Le groupe britannique Helios Towers s’apprête à injecter 150 millions de dollars dans le secteur des télécommunications au Sénégal, à l’issue d’une audience accordée par le président Bassirou Diomaye Diakhar Faye au directeur général de la société. Cette enveloppe, annoncée depuis le Palais de la République à Dakar, vise à consolider la présence du gestionnaire d’infrastructures passives sur un marché sénégalais en pleine mutation, où la densification des réseaux mobiles conditionne désormais l’essor de l’économie numérique.
Un pari industriel sur la densification des réseaux mobiles
Spécialiste de la construction, de l’acquisition et de l’exploitation de pylônes télécoms, Helios Towers fournit à des opérateurs comme Orange, Free ou Expresso les supports physiques indispensables au déploiement de la 2G, 3G, 4G et, désormais, de la 5G. L’engagement de 150 millions de dollars traduit une confiance renouvelée dans la trajectoire économique du pays, alors que le nouvel exécutif sénégalais met l’accent sur la souveraineté numérique et la modernisation des infrastructures.

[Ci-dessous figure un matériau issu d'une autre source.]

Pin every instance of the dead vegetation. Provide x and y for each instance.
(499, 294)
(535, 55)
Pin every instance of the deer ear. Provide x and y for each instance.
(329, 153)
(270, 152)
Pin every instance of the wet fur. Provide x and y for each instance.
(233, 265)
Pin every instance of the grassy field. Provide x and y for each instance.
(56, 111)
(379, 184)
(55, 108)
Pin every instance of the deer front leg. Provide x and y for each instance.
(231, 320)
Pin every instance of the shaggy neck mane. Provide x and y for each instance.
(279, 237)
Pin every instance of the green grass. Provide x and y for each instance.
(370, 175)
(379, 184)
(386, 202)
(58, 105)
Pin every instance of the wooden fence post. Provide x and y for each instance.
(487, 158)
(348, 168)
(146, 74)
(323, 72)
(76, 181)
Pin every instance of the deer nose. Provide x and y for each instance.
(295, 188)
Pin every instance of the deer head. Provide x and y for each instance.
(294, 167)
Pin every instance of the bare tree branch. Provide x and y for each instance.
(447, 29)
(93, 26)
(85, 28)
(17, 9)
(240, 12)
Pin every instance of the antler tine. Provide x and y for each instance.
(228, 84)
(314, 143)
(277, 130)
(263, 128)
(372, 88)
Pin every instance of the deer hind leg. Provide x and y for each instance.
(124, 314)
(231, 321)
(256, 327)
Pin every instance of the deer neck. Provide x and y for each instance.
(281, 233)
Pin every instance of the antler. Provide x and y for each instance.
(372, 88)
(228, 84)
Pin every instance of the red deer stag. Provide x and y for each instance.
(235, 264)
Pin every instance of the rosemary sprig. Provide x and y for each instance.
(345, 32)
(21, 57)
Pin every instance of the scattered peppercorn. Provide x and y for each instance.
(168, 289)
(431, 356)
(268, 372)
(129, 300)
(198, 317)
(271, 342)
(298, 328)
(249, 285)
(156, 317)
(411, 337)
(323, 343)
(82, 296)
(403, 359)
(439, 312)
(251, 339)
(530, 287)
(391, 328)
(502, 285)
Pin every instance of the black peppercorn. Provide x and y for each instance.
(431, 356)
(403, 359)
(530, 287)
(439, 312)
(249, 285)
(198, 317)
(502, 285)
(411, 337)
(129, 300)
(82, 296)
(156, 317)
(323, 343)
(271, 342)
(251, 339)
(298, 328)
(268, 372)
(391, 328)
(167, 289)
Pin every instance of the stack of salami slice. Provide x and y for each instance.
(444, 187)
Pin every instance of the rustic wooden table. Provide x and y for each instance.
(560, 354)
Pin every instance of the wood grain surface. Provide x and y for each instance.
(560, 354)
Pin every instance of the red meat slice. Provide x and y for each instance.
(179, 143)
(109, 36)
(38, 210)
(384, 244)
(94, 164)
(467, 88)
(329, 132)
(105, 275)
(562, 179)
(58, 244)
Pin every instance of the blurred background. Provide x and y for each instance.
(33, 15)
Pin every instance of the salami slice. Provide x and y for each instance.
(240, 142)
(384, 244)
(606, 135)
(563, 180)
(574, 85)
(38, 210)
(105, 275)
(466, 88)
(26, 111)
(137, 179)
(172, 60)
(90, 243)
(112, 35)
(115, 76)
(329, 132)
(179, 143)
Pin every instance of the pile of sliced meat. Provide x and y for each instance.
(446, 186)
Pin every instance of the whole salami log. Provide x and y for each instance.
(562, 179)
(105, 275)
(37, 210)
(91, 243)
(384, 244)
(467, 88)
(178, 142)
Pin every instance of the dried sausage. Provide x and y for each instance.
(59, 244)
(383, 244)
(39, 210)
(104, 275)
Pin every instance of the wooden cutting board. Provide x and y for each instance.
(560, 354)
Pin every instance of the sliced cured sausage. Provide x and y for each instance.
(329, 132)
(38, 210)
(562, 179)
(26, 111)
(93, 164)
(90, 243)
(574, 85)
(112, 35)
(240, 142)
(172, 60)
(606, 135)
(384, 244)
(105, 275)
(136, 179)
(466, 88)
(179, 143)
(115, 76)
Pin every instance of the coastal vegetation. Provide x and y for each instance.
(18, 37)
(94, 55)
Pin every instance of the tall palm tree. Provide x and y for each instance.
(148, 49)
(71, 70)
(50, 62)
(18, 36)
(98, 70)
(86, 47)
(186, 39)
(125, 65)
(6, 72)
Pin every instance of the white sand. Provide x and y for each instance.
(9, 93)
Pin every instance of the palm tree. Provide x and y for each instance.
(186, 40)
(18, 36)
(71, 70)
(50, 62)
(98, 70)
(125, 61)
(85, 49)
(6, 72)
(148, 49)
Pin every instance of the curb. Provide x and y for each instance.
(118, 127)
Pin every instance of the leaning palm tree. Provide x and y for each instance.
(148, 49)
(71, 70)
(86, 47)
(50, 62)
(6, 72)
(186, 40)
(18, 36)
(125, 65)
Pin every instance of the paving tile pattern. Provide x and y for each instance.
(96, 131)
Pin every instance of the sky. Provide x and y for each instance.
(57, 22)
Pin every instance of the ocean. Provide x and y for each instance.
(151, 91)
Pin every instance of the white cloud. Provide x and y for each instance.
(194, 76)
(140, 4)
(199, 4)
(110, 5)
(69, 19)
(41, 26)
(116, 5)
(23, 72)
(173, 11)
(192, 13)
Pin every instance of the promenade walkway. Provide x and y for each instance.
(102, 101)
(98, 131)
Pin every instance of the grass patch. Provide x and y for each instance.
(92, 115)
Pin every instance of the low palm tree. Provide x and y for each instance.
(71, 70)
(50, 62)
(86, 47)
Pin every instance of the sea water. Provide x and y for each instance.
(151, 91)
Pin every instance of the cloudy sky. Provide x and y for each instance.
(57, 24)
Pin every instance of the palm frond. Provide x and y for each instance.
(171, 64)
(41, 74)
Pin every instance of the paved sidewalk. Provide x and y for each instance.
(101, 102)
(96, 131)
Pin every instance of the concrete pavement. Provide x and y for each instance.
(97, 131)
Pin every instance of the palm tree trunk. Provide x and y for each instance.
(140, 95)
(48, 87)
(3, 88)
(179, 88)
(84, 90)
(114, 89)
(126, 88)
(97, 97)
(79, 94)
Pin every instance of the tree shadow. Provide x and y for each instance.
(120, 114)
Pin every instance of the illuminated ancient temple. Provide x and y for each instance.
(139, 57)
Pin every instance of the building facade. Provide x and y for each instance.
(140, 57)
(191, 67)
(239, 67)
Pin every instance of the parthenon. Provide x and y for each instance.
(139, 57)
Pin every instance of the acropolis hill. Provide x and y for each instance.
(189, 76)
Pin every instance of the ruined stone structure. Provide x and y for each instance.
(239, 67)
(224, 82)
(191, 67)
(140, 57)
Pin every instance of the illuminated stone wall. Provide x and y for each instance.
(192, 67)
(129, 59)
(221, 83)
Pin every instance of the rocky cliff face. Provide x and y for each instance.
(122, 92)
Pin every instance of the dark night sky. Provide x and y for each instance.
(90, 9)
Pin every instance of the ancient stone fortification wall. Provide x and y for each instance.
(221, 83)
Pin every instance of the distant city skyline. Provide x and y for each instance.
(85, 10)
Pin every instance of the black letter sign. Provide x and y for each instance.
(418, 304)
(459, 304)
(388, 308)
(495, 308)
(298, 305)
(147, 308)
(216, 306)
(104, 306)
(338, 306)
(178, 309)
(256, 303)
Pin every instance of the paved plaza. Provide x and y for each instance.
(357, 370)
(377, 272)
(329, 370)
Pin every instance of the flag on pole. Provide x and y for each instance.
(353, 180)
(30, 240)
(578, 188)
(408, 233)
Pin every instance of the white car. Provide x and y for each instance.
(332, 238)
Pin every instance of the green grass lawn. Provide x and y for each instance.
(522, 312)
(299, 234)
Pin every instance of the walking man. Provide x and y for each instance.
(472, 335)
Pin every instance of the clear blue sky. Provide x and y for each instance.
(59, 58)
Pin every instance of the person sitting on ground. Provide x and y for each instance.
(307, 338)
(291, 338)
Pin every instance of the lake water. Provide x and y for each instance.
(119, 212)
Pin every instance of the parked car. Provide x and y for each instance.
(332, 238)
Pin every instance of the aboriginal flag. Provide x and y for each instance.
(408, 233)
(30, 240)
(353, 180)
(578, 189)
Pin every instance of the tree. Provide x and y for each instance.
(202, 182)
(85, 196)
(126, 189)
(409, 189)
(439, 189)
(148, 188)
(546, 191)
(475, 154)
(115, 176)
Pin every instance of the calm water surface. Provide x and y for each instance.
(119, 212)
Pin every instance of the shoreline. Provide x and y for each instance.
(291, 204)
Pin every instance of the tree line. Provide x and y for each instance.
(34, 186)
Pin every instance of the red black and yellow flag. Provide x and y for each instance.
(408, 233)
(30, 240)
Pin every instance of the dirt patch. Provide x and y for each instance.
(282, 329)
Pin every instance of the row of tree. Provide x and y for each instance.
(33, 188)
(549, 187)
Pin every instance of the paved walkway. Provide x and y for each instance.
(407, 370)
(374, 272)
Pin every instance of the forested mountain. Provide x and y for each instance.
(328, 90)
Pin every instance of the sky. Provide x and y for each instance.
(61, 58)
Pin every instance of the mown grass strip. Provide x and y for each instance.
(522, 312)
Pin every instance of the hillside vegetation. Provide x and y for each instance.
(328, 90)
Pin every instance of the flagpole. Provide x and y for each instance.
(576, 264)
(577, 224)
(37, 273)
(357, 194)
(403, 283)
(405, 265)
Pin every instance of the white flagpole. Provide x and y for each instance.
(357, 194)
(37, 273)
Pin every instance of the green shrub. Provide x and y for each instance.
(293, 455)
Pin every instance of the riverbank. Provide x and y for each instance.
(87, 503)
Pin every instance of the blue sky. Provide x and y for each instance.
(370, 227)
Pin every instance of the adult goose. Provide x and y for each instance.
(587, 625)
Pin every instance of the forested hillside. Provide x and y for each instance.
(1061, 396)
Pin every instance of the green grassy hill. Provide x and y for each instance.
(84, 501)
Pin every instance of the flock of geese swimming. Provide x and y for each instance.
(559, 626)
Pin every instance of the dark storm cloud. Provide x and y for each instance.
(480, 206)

Concrètement, ces fonds devraient permettre au groupe d’étendre son parc de tours, de rénover les sites existants et de renforcer leur alimentation énergétique, souvent hybride entre réseau électrique et solaire. La mutualisation des infrastructures passives constitue un levier majeur de compétitivité pour les opérateurs mobiles, qui externalisent de plus en plus la gestion des pylônes afin de concentrer leurs investissements sur les services et la couverture. Ce modèle, éprouvé dans plusieurs marchés africains, permet aussi de réduire l’empreinte carbone du secteur en évitant la multiplication de sites concurrents sur une même zone.
Dakar mise sur les infrastructures pour crédibiliser sa stratégie numérique
L’audience présidentielle intervient dans un moment charnière pour la politique numérique sénégalaise. Depuis son arrivée au pouvoir en avril 2024, le tandem Faye-Sonko a affiché l’ambition de faire du numérique un pilier de la transformation économique, avec en toile de fond la stratégie « New Deal Technologique » et la volonté d’attirer des capitaux étrangers dans les infrastructures critiques. L’attribution récente de licences 5G à Sonatel et Free a par ailleurs relevé le niveau d’exigence en matière de couverture et de qualité de service.
Dans ce contexte, l’engagement d’Helios Towers apparaît complémentaire des efforts publics. Sans pylônes densifiés et fiabilisés, les promesses de la 5G resteraient largement théoriques hors des grands centres urbains. Le gouvernement voit également dans ces investissements un vecteur de création d’emplois qualifiés, de retombées fiscales et de transferts de compétences vers les entreprises locales de génie civil et de maintenance.
Reste que le groupe britannique, coté à la Bourse de Londres, opère dans un environnement concurrentiel de plus en plus dense. Sur le continent, il fait face à des acteurs de premier plan comme IHS Towers, ATC Africa ou encore le sud-africain Vulatel. Le Sénégal, marché de taille intermédiaire mais réputé pour la solidité de son cadre réglementaire, représente pour Helios une vitrine régionale susceptible de renforcer sa crédibilité auprès des investisseurs institutionnels.
Un signal envoyé aux capitaux internationaux
Au-delà du volet purement industriel, cette annonce revêt une portée diplomatique et financière. Elle intervient alors que Dakar cherche à rassurer les milieux d’affaires internationaux, après une période marquée par la renégociation de plusieurs contrats hérités du régime précédent et par la publication d’un audit accablant des finances publiques. Voir un groupe britannique coté engager une somme de cette ampleur constitue un signe tangible que le climat des affaires demeure attractif, en dépit des turbulences.
Pour l’Autorité de régulation des télécommunications et des postes (ARTP), l’enjeu sera d’accompagner ce déploiement en veillant à ce que la densification des infrastructures profite effectivement aux consommateurs, en termes de couverture et de tarifs. La question du partage équitable des sites entre opérateurs, ainsi que celle de la résilience énergétique des pylônes, figureront parmi les points de vigilance des prochains mois.
Reste à connaître le calendrier précis de déploiement des 150 millions de dollars, ainsi que la répartition entre construction de nouveaux sites, acquisitions éventuelles et modernisation du parc existant. Le contrat, une fois formalisé, devrait fournir des indicateurs plus fins sur l’ambition réelle du groupe au Sénégal et sur son horizon d’amortissement. Selon PressAfrik, l’annonce a été formalisée à l’issue de l’audience présidentielle tenue à Dakar.